Nella prima fase della crisi, le donne sono state relativamente meno colpite degli uomini: l’aumento della disoccupazione ha interessato in misura maggiore gli occupati maschi. Nonostante a partire dal 2010 la crisi si sia inasprita, le ripercussioni reali sull’occupazione femminile sono state prese in considerazione solo in un secondo momento. Il fatto di porsi in maniera acritica e neutrale rispetto al genere porta a non percepire la crisi nella sua gravità. Continuando ad analizzare la crisi con un approccio “gender blind”, non si legge bene quel che sta accadendo sul mercato del lavoro: per esempio, non si vede che una parte della disoccupazione femminile tende a scomparire per una tendenza maggiore delle donne a uscire dal mercato del lavoro o ad accettare lavori part-time; inoltre, si continuano ad ignorare i maggiori costi, in termini di aumento di lavoro non pagato, connessi al taglio dei servizi.
E’ con l’innescarsi della crisi fiscale e delle politiche di austerity che le donne cominciano ad essere colpite più duramente, soprattutto se madri.
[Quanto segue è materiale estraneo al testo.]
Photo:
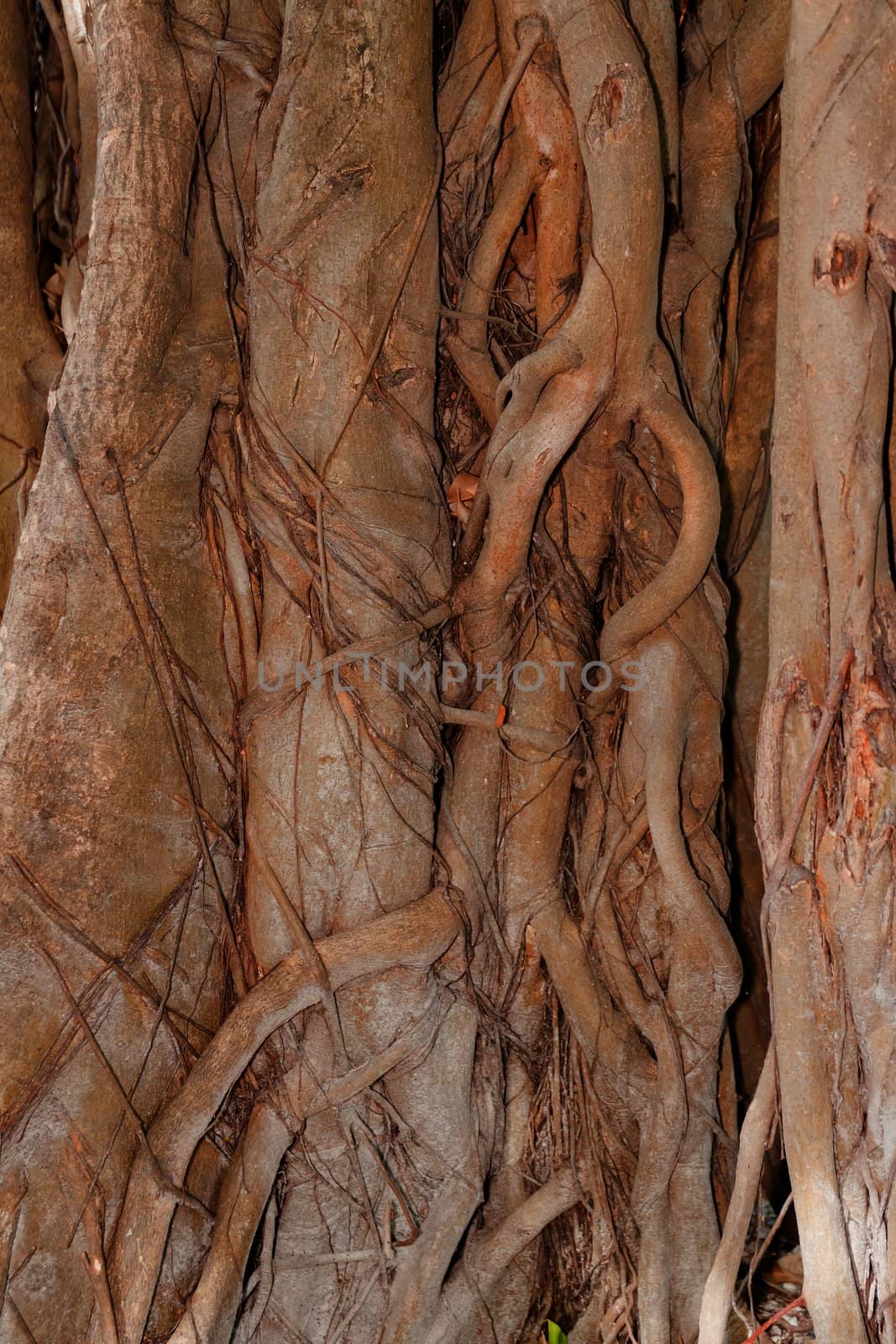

Poiché le prime spese ad essere tagliate sono state quelle per i servizi, l’impatto di questi interventi ha avuto effetto soprattutto sulle donne, sia direttamente, colpendo l’occupazione femminile, più fortemente concentrata nei settori dei servizi pubblici, sia indirettamente, tagliando quella parte di spesa pubblica come gli asili, l’istruzione, l’assistenza agli anziani o i trasporti.
D’altra parte, è ben nota la specificità del sistema italiano di welfare rispetto a quello degli altri principali paesi europei. Nel 2009 la spesa per la protezione sociale destinata alle famiglie e ai minori dell’Italia, calcolata come percentuale sul Pil era del 1,4 rispetto a una valore medio europeo del 2,3% (Figura 1).